Observing a common error in Freeradius with Postgres but not justification why it happens

Sat Sep 2 12:08:13 UTC 2023

On Sep 2, 2023, at 5:10 AM, Ibrahim Al Mahfooz <ibrahim.nezar at sevennet.net> wrote:
> We have implemented freeradius 3.2.3 with Postgresql 12.15 to store
> accounting packets i.e start, interim-update, stop for reporting purposes.
> We customized the queries files to store fewer columns than the original
> schema since this is what we need.

  That's fine, if it's done carefully.

> The following columns are customized in the accounting queries and same
> columns in postgres radacct table:
> 
> radacctid, acctsessionid, acctuniqueid, acctstarttime, acctudpatetime,
> acctstoptime, callingstationid, framedipaddress, imei, 3gpplocation.

  Except the acctuniqueid column is used to index the table.  So if you delete that column, you don't have indexes.  And every select / insert / update will require a full table scan.

  There is pretty much zero downside to leaving in columns which you don't need.  But if you do want to remove columns, don't remove ones which are indexed.  And don't remove columns which are used as part of the WHERE clauses.

  Or maybe "customized" here means something different than the first paragraph, where it means "deleted columns".

> Also the following indexes are in radacct table:
> 
> 1. radacct_active_session_idx (this is the original from FR schema of
> postgresql)
> 2. framedipaddress, starttime, stoptime, updatetime (This one we added to
> use upon need in our read queries on report generation)

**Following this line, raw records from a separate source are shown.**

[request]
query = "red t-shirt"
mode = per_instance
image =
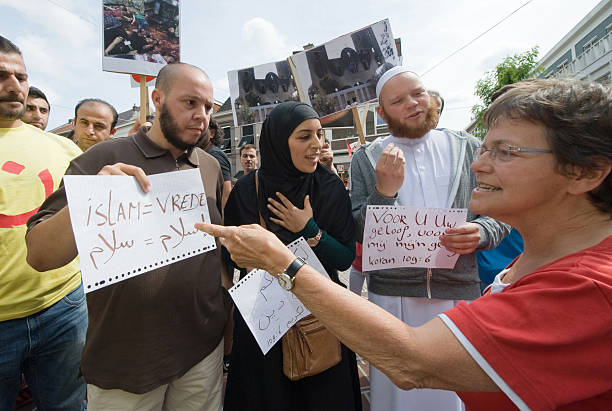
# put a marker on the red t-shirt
(546, 340)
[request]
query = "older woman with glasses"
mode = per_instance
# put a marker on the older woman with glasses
(541, 336)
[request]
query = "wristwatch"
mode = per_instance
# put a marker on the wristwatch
(313, 241)
(286, 278)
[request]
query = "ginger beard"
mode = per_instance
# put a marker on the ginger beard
(398, 129)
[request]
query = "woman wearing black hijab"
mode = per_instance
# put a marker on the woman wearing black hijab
(296, 196)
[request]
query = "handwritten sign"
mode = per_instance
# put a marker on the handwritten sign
(268, 309)
(122, 232)
(397, 236)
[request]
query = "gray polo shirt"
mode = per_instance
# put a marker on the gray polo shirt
(150, 329)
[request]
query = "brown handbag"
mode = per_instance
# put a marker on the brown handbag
(309, 348)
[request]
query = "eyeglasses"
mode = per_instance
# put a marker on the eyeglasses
(504, 152)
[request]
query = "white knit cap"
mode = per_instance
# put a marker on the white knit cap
(388, 75)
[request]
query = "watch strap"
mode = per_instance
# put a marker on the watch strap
(293, 268)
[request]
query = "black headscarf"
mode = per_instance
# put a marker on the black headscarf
(328, 197)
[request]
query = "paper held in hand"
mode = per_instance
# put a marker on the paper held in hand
(399, 236)
(122, 232)
(268, 309)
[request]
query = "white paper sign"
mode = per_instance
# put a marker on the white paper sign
(122, 232)
(268, 309)
(398, 236)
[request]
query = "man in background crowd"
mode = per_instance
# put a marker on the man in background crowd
(248, 160)
(37, 109)
(94, 121)
(155, 340)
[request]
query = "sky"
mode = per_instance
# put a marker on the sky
(61, 41)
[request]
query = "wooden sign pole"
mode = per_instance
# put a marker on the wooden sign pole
(358, 125)
(144, 99)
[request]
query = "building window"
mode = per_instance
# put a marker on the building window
(605, 79)
(563, 66)
(589, 44)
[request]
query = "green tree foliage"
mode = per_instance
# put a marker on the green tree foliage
(512, 69)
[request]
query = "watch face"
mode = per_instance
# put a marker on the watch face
(285, 281)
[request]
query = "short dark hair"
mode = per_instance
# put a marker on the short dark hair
(217, 138)
(247, 146)
(97, 100)
(167, 74)
(35, 92)
(577, 117)
(8, 47)
(436, 94)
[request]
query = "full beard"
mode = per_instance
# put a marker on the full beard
(398, 129)
(171, 130)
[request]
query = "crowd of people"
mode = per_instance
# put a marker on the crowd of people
(538, 337)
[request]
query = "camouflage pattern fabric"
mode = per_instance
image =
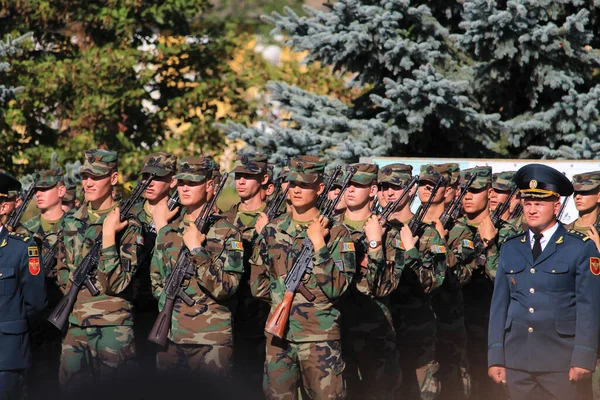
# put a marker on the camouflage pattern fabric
(478, 275)
(206, 360)
(277, 248)
(314, 367)
(368, 337)
(250, 315)
(423, 272)
(100, 162)
(94, 353)
(113, 275)
(219, 268)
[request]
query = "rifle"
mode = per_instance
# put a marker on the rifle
(452, 212)
(415, 222)
(277, 322)
(182, 270)
(13, 220)
(85, 269)
(322, 199)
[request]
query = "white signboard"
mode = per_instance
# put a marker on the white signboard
(568, 167)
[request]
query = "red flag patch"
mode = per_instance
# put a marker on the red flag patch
(34, 265)
(595, 265)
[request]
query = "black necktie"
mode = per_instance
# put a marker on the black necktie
(537, 246)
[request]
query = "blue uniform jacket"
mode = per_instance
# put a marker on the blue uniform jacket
(22, 297)
(545, 316)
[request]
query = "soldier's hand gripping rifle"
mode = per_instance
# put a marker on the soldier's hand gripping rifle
(84, 271)
(183, 270)
(415, 223)
(452, 212)
(277, 322)
(13, 220)
(322, 199)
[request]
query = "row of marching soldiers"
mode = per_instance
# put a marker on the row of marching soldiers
(309, 286)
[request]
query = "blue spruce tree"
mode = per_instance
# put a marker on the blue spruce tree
(538, 67)
(417, 98)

  I would recommend not using the same database for FreeRADIUS and for report generation.  What typically happens is that everything is fine until you want to generate a bunch of reports.  And then the reporting queries use all of the database resources, and FreeRADIUS will get robbed of resources.

  Set up DB replication.  FreeRADIUS writes to the primary database.  That replicates to the standby database.  And the reports run against the standby database.

> Based on the above observed messages, we tuned two matters:

  It is rare to fix these problems by "tuning" the database.  You have to build the DB with the correct architecture.  Which means primary / secondary replication, correct indexes for your queries, etc.

  Tuning will usually change the performance slightly.  Fixing the design can add enormous amounts of performance.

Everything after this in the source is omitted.